これを内部調整によって同調させることで、車体全体がフラットに動く、安定したベースを作りました。
■ 第2章:バンク角と舵角の「整合性」
編:
その「同調」によるメリットは、走りにどう現れますか?
例えばワインディングなどで、ライダーはどう体感できるのでしょう。
新保:
一番の違いは、「ハンドルの切れ角」と「車体のバンク角」の整合性が取れることです。
編:
整合性、ですか?
新保:
ええ。バランスが整っていないと、寝かせても曲がらない、あるいは逆に切れ込みすぎるといったズレが生じ、ライダーは無意識に修正舵を当ててしまいます。
しかし、前後が揃った状態であれば、車体を寝かせた量に対して、フロントタイヤが自然に“向きを作る”領域(セルフステア)が素直に立ち上がります。
(※セルフステア:タイヤの特性で、車体を倒すと自然にハンドルが内側へ向こうとする働きのこと)
編:
無理にこじらなくても、狙ったラインに乗れるわけですね。
新保:
そうです。

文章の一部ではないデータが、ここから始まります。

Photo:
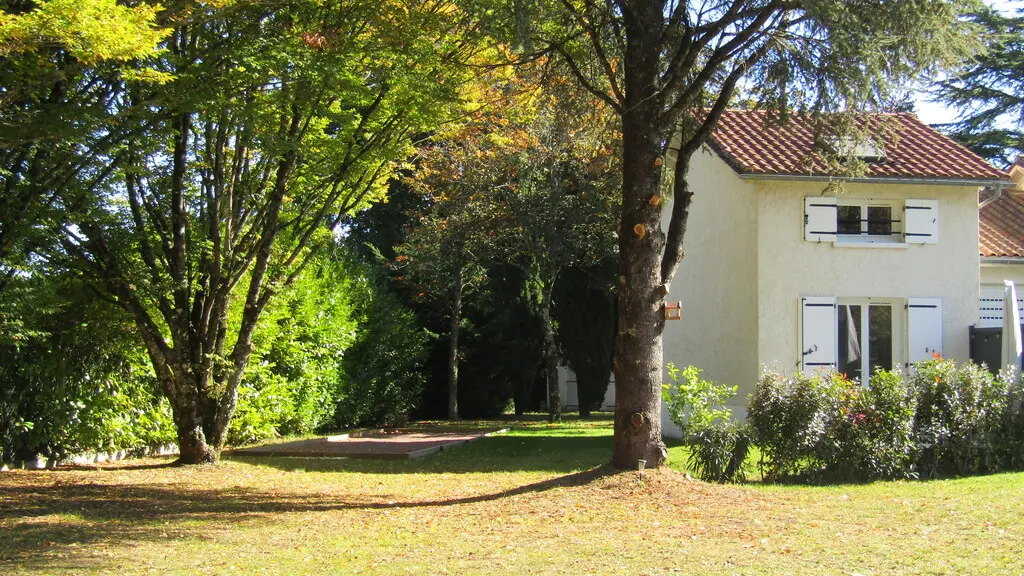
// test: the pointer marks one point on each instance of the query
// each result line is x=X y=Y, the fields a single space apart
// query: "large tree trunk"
x=641 y=293
x=454 y=344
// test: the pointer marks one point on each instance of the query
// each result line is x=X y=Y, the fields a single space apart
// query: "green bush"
x=717 y=445
x=965 y=419
x=293 y=379
x=382 y=372
x=72 y=377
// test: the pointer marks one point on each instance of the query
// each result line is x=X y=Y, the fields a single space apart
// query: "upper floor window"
x=866 y=221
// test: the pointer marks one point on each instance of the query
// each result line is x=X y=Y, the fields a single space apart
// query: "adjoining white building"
x=1001 y=246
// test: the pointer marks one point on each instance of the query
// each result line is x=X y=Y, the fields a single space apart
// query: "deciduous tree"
x=989 y=91
x=281 y=118
x=670 y=68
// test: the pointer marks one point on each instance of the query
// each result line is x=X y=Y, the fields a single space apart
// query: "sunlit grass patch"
x=536 y=500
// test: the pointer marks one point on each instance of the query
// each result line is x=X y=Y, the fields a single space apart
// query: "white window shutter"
x=817 y=347
x=924 y=328
x=921 y=221
x=820 y=219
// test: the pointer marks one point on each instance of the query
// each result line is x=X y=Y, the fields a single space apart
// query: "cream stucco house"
x=1001 y=246
x=784 y=269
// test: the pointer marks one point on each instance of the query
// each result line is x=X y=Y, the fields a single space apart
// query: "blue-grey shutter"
x=817 y=347
x=924 y=328
x=820 y=219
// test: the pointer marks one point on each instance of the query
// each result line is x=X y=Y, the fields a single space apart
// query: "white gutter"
x=993 y=198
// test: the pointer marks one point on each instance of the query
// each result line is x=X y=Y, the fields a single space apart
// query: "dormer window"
x=859 y=148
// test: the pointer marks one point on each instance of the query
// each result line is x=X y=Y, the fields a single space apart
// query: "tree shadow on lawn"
x=502 y=453
x=42 y=520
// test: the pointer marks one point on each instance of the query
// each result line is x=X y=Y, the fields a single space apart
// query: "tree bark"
x=638 y=361
x=454 y=343
x=550 y=359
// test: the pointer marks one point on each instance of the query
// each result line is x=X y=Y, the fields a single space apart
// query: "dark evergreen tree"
x=989 y=92
x=585 y=311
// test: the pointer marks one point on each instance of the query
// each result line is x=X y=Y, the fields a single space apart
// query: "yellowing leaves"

余計な操作が減るため、狙ったラインの再現性が上がり、結果として「意のままに操る楽しさ」が増します。
これが、私が考える「バイク本来の面白さ」です。
■ 第3章:“有効ストローク”を使える状態へ
編:
オンロードの旋回性は分かりました。しかし読者が心配するのは、「ローダウンでストローク量が減ると、オフロード性能やトラクションが落ちるのではないか?」という点です。
新保:
その点については、**「有効ストローク(仕事をする領域)をどう使うか」**という視点で考える必要があります。
編:
長さそのものよりも、中身が重要ということですか?
新保:
はい。いくらストロークが長くても、初期が硬すぎて動かなければ、路面の凹凸でタイヤが跳ねてしまい、接地が途切れます。接地が切れれば、当然グリップ(トラクション)は失われます。

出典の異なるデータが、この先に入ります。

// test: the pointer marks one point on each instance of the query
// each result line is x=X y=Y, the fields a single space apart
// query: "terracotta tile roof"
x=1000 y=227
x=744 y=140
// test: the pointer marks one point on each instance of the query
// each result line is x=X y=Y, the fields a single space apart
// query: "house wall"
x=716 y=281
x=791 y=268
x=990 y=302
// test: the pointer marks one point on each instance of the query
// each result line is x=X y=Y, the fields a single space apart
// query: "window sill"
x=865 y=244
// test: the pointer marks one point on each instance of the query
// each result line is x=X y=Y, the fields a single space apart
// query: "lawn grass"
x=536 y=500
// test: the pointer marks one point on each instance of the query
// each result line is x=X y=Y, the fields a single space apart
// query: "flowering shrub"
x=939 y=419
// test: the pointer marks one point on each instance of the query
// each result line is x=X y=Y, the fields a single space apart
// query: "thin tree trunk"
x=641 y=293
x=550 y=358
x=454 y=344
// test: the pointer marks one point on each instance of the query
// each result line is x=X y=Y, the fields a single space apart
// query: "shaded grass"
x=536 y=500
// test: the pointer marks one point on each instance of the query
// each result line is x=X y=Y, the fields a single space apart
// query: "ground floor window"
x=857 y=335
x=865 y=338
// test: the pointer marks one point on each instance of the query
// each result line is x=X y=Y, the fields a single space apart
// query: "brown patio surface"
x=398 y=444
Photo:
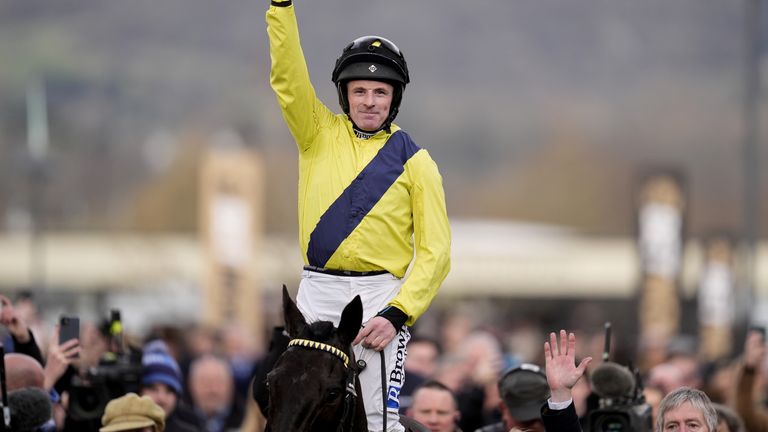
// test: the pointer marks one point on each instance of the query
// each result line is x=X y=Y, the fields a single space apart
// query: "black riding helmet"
x=372 y=58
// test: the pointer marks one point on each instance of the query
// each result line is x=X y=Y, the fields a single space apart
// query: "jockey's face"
x=369 y=103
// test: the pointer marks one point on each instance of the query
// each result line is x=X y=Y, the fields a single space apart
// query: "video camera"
x=622 y=406
x=118 y=372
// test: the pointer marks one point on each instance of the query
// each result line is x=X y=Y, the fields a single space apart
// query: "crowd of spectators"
x=467 y=379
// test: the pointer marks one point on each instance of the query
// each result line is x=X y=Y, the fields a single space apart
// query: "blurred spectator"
x=728 y=420
x=161 y=382
x=479 y=365
x=21 y=338
x=523 y=391
x=686 y=409
x=423 y=355
x=420 y=366
x=133 y=413
x=434 y=405
x=559 y=413
x=199 y=341
x=749 y=391
x=211 y=388
x=653 y=396
x=22 y=371
x=240 y=350
x=30 y=410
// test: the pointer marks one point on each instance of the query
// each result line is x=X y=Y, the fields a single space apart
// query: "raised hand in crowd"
x=60 y=356
x=560 y=363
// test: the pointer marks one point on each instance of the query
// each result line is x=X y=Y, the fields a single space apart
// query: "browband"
x=306 y=343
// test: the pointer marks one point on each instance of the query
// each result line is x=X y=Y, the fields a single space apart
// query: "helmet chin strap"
x=364 y=134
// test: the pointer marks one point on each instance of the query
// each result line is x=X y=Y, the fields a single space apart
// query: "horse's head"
x=307 y=386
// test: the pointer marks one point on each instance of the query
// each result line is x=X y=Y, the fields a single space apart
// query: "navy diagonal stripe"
x=345 y=214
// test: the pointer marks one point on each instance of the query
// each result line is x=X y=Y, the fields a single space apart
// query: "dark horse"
x=313 y=386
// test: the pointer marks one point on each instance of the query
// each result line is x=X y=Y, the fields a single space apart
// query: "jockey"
x=371 y=202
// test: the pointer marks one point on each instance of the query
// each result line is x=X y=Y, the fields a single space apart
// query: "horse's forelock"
x=321 y=331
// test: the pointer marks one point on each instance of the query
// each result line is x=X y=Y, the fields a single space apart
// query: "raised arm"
x=561 y=368
x=289 y=75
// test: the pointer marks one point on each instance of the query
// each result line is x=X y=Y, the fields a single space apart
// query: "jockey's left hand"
x=376 y=334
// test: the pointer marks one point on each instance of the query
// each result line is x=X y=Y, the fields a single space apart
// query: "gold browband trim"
x=306 y=343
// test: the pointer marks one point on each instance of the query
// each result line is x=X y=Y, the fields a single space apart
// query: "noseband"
x=350 y=397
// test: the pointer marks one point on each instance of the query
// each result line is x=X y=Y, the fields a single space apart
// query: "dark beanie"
x=160 y=367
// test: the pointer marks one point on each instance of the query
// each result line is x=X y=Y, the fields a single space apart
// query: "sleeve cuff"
x=395 y=316
x=558 y=406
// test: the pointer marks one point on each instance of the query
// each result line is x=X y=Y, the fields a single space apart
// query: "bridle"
x=350 y=398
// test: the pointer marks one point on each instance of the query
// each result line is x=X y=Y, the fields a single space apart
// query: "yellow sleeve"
x=289 y=76
x=432 y=240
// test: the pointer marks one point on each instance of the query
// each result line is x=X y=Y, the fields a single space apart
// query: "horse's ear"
x=351 y=318
x=294 y=320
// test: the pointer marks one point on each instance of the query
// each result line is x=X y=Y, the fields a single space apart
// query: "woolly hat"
x=132 y=412
x=160 y=367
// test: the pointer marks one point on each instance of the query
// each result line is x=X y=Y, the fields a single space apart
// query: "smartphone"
x=69 y=328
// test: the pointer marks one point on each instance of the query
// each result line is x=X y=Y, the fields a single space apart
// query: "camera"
x=622 y=406
x=634 y=418
x=118 y=372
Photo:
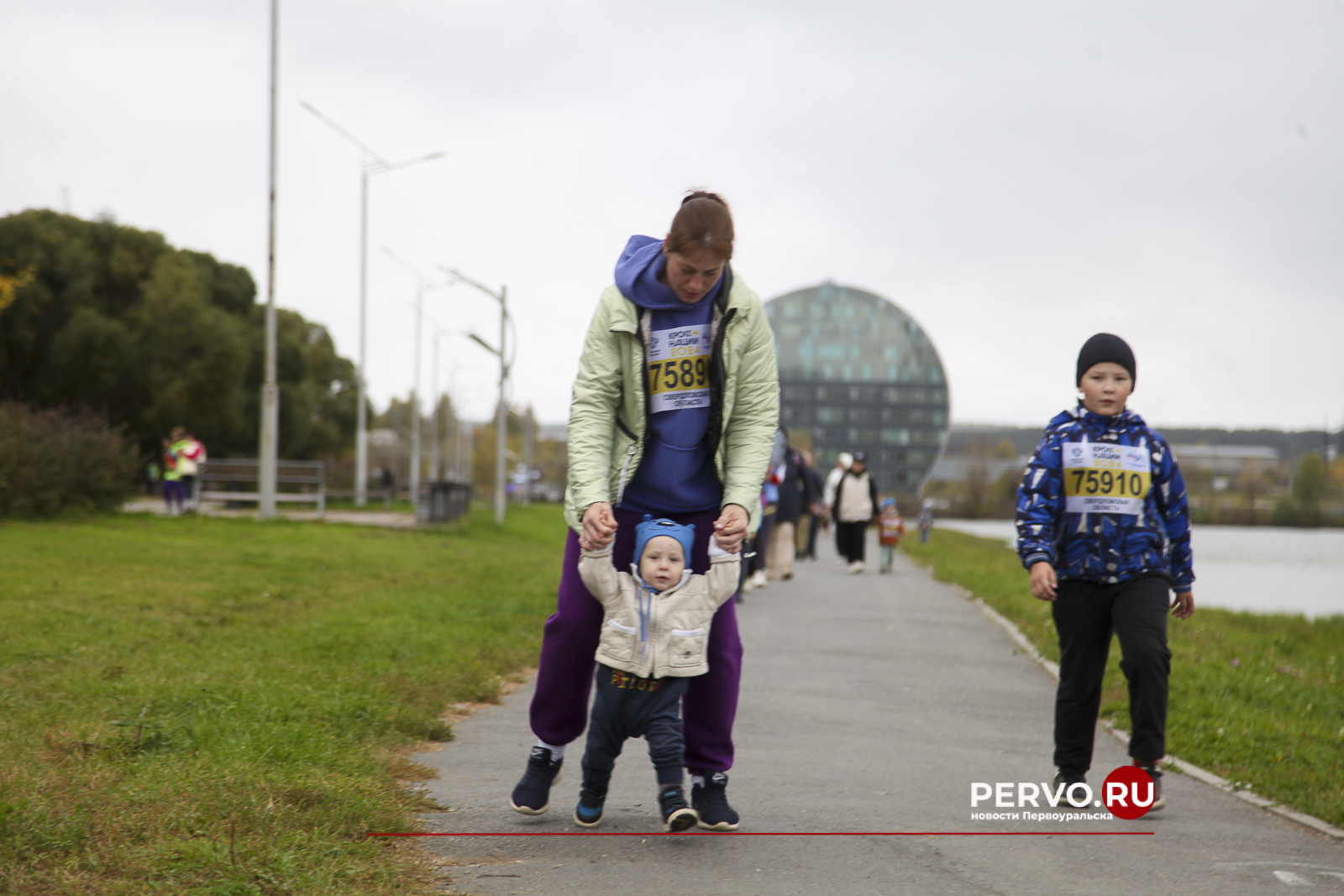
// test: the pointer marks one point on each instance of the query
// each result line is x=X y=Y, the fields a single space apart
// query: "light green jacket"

今回の仕様は、ローダウンによって車体姿勢や使えるストロークの条件は変化しますが、その中で初期から素直に動き、路面を捉え続ける「追従性」を重視しました。
編:
なるほど。動かない長足よりも、しっかり動いて路面を離さない足の方が、結果としてグリップすると。
新保:
その通りです。
**「有効ストロークを使える状態に整える」**ことで、オフロードのギャップでもタイヤが弾かれにくく、安心してアクセルを開けられる状態を作っています。
■ Q&A:よくあるご質問
Q:ローダウンすると、底付きしやすくなりませんか?
A: スプリングを安易に短縮するだけの加工では底付きのリスクがありますが、SGFではスプリングレートや減衰力、油面(エアバネ効果による奥の踏ん張り調整)などをトータルで設定します。「使える領域」を正確に合わせ込むことで、実用上の底付き耐性を確保しています。
Q:オフロード走行で不利になりませんか?
A: モトクロスコースで大ジャンプをするような用途であればノーマルのストローク長が有利ですが、林道ツーリングやガレ場などでは、むしろ「足つきの安心感」と「サスペンションの追従性」が武器になります。お客様の用途に合わせて最適な仕様をご提案します。
■ 結論:愛車を「自分仕様」にする楽しみ
編:
「下げる」というよりは、「最適化する」という言葉がしっくりきますね。
新保:
ええ。DR-Z4Sは素晴らしいバイクです。だからこそ、オーナー一人ひとりの体格や使い方に合わせて、その性能を余すことなく引き出してほしい。
SGFのローダウンは、あなたの愛車を「自分だけの相棒」に仕上げるための、一つの回答です。
【お問い合わせ】
新型DR-Z4Sのローダウン加工、およびサスペンションセッティングのご相談は、下記よりお気軽にお問い合わせください。
(※業者様からのご相談も歓迎しております)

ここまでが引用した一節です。